This release features a completely rewritten logger with a huge performance increase, an HIDS frontend, SIEM analysis improvements like forensics timeline, custom reports derived from custom views, and geopositioning of attackers. Additional new features include Distributed Full packet capture with a centralized Web frontend, user management adjusted to PCI requirements, completely rewritten dashboards, Emerging Threats Pro feed integration, custom and tickets. Enhancements to usability, asset discovery, and the update procedure make this a major release.

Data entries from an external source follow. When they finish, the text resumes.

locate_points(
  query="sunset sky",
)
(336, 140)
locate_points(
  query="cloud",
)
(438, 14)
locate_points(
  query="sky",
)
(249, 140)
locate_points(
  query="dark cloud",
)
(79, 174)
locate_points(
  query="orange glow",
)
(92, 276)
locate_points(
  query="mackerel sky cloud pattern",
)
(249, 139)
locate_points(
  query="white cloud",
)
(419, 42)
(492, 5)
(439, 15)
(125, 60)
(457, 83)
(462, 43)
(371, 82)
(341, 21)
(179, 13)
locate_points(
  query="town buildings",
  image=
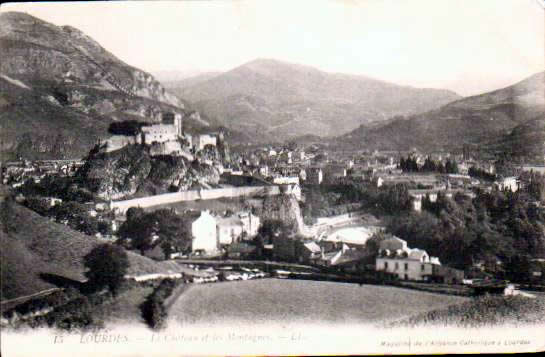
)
(211, 233)
(397, 258)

This release features a completely reworked reporting interface based on JasperServer, unifying compliance, security, NMS, and inventory reporting. New features also include a completely rewritten scanning interface, a powerful Netflow/Sflow collector interface, a complete PCI wireless compliance interface, and a lot more.
This release corrects lots of security problems
that have appeared on the underlying OS during the
last months. It also adds clamav and mod-security
for self-protection, a ton of ossim bugfixes, and
the new alienvault feed for nessus updates.
The OSSIM installer aims at providing an easy to use introduction to new users approaching OSSIM. Besides configuring all the needed components, it provides tools to ease an initial approach for new users to the Security Information Management area. Advanced graphs, viewers, and tuning are included, which would not be possible to achieve using standard OS installation packages.